Para estes autores, do mesmo modo que o fracasso escolar é multidimensional, as medidas propostas para reduzi-los também são. Assim, as estratégias indicadas nos estudo de Marchesi e Pérez (2004) correram em torno de propostas sistêmicas que levaram em conta as demandas sociais do futuro, que são: o compromisso da sociedade, intervenção no âmbito social e familiar, a formação e incentivo dos professores, atenção maior para o ensino fundamental, autonomia das escolas, cooperação e participação, mudanças na prática docente. Em síntese, os estudos sobre o abandono e a concepção de estratégias de permanência identificadas nas perspectivas apresentadas, podem ser definidos em duas grandes tendências. A primeira tendência enquadra todas as perspectivas de análise da problemática do abandono e da proposição de estratégias que compreendem a possibilidade de materialização das ações voltadas à permanência, de forma harmônica na sociedade

capitalista.
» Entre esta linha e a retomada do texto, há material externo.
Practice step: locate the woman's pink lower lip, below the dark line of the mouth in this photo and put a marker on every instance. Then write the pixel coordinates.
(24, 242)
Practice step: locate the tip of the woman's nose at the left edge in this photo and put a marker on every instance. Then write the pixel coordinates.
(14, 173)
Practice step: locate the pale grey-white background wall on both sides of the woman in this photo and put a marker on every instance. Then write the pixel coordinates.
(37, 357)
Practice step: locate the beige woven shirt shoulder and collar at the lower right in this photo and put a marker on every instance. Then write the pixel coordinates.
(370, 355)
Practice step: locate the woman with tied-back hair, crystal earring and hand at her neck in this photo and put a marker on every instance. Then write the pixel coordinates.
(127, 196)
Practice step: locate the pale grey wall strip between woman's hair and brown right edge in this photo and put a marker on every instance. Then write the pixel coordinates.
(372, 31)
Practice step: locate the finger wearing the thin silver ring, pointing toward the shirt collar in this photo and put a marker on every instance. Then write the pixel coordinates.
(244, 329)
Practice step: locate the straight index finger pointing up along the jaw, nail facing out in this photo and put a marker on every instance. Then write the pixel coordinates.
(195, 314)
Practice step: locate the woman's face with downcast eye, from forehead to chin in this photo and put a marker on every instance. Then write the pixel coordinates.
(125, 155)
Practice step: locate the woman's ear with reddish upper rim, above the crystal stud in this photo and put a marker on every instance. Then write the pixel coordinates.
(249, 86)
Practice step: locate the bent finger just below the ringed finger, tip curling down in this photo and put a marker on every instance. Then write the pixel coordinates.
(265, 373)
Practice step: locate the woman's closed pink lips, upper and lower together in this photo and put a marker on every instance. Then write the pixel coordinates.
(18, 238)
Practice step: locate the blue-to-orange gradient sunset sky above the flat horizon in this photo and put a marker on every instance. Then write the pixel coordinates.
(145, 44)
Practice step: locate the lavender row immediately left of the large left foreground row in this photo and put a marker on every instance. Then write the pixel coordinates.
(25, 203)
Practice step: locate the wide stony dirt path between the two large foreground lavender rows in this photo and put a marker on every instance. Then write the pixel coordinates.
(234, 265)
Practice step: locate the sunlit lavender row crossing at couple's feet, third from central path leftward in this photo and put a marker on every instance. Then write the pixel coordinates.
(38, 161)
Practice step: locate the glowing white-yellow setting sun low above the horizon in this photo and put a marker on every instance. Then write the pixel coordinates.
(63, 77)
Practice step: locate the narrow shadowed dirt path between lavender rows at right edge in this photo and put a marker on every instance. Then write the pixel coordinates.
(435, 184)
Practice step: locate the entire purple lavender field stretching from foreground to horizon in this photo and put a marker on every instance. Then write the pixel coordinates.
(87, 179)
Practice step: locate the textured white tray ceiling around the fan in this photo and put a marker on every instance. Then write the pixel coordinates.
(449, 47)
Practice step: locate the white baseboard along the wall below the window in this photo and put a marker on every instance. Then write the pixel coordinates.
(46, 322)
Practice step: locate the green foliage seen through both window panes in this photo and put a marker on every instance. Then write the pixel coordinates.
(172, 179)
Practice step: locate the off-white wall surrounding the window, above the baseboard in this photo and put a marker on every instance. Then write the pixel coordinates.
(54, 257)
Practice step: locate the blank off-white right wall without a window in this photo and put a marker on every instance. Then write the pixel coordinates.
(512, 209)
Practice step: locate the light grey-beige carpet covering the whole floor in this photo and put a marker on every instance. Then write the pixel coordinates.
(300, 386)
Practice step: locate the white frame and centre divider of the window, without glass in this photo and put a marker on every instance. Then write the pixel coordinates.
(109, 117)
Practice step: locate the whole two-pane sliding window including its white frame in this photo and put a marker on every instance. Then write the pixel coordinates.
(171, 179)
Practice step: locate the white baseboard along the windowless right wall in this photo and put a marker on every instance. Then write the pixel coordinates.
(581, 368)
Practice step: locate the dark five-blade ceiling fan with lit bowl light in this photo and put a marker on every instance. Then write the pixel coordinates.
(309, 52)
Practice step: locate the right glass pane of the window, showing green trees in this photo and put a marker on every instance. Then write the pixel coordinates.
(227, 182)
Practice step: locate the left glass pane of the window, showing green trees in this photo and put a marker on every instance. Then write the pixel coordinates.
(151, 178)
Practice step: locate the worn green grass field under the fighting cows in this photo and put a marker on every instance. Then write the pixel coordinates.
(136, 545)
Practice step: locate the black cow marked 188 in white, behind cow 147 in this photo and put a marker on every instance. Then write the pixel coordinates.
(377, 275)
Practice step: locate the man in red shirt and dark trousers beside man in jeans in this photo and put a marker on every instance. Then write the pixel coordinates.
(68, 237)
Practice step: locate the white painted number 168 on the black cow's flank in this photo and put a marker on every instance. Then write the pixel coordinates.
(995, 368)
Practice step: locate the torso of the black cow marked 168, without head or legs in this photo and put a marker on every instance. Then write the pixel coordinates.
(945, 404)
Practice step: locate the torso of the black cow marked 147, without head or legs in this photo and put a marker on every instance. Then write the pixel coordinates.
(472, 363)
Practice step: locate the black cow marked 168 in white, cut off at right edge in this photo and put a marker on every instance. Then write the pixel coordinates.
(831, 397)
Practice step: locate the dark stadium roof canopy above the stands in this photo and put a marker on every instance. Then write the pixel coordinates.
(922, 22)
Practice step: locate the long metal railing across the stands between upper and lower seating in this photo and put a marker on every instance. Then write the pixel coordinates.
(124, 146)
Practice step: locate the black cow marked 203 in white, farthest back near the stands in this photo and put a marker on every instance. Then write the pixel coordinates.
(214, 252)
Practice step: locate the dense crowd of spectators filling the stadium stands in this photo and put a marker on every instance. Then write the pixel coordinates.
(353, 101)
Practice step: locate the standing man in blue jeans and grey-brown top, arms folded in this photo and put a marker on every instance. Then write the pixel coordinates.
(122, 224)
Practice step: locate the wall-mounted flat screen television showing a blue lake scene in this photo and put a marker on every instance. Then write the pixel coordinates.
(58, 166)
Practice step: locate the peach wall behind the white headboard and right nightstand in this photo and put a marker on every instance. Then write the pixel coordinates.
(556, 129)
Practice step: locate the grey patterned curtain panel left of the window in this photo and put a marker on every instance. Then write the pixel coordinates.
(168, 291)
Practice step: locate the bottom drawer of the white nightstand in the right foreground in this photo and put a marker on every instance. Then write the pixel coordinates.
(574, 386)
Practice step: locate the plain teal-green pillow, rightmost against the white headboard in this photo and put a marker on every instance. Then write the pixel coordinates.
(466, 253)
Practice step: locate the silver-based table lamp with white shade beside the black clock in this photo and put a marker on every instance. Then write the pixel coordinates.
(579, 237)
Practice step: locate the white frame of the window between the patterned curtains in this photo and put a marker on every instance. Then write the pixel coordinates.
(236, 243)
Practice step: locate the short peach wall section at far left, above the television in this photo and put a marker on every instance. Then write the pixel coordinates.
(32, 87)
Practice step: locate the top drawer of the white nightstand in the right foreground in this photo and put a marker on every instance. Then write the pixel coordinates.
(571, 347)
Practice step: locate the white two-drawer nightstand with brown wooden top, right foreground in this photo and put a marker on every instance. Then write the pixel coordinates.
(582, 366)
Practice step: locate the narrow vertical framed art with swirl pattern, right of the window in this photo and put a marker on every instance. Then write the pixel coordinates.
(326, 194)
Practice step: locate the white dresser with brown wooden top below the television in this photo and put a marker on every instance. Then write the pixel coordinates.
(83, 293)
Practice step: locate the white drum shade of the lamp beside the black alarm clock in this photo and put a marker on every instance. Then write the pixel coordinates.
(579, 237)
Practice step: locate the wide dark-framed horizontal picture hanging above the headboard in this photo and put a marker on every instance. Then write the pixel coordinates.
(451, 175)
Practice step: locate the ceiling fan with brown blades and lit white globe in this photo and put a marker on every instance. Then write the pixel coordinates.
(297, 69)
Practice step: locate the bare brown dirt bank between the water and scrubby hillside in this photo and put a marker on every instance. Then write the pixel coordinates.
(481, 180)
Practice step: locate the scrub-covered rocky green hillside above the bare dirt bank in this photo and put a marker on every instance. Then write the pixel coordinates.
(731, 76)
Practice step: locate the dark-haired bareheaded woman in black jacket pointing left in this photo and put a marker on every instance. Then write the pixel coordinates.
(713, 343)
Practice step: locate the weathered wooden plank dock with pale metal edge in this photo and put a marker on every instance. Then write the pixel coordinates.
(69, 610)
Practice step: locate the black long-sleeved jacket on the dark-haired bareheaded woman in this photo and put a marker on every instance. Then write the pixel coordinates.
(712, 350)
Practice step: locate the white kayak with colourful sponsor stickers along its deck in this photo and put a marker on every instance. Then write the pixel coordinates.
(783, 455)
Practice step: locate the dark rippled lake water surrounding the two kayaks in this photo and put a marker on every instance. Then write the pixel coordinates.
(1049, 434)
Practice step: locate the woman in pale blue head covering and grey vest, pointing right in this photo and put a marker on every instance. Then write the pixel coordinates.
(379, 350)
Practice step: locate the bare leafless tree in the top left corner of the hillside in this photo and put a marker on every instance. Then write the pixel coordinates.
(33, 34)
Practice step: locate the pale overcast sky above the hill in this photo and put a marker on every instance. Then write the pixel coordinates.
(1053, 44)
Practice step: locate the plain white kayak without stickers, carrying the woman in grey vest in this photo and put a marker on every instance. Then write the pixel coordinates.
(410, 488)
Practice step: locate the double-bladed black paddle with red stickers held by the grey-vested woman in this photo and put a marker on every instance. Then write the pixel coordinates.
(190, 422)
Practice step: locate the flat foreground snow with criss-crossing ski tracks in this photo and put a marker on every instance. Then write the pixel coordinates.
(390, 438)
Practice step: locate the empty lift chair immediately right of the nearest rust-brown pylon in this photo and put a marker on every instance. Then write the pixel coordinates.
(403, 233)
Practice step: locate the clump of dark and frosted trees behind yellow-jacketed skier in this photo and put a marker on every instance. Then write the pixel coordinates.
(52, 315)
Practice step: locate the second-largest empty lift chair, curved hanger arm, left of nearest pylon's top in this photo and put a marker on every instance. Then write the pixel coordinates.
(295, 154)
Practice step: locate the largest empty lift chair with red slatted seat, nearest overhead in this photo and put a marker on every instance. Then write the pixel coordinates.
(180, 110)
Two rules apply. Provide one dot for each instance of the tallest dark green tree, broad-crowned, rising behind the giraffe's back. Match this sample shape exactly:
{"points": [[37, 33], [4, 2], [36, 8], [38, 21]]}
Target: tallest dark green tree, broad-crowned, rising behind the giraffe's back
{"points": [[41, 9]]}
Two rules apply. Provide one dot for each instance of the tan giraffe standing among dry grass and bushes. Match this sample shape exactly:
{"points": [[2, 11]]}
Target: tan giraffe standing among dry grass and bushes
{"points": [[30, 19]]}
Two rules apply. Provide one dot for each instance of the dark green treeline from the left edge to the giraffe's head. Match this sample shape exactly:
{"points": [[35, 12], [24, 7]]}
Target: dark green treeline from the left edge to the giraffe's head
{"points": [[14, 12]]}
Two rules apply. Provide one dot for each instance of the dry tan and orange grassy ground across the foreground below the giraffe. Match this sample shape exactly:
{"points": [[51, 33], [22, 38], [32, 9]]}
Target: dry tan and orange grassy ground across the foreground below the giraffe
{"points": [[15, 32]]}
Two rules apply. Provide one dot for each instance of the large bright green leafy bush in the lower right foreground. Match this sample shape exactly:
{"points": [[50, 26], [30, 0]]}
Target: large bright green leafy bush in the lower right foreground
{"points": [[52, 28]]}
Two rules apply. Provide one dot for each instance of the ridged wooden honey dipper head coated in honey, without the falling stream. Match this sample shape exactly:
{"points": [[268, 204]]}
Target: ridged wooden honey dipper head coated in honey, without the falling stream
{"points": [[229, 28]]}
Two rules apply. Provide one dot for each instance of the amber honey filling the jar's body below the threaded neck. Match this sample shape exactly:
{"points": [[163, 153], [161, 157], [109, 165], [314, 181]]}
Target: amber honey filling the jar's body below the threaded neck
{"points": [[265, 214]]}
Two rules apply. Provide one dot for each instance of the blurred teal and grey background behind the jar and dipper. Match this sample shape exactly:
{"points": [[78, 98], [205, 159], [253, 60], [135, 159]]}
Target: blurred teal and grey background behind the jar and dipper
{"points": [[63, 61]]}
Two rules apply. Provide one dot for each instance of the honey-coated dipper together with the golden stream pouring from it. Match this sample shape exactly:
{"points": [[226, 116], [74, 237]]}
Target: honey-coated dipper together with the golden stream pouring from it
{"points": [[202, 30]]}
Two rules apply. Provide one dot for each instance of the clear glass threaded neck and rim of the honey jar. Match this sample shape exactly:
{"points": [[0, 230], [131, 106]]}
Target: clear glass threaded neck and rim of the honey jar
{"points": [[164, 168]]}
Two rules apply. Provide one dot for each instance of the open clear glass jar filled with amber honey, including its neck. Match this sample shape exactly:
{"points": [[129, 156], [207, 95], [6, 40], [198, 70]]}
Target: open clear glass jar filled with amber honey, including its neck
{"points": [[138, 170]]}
Estas perspectivas propõem mudanças a partir da concepção e defesa de reformas sistêmicas, com ações preventivas, mas sem grandes rupturas com a macroestrutura. De caráter reformista e muitas vezes conservador, elas têm como finalidade última manter a sociedade baseada no modo de produção capitalista e para isso tem como defensores atores nacionais e organizações internacionais.

Outra grande tendência, aqui identificada na perspectiva histórico-crítica, é a que relaciona os problemas de fracasso, abandono e desigualdade educacional ao modo de produção da vida material, logo capitalista, e, por conseguinte, ousam defender a superação do mesmo e propor um projeto de educação e sociedade diferente da atual; que rompa com os principais pilares da desigualdade: a propriedade privada, a divisão do trabalho e outras que agravam e perpetua a miséria, impedindo a efetivação do projeto educativo para as classes trabalhadoras.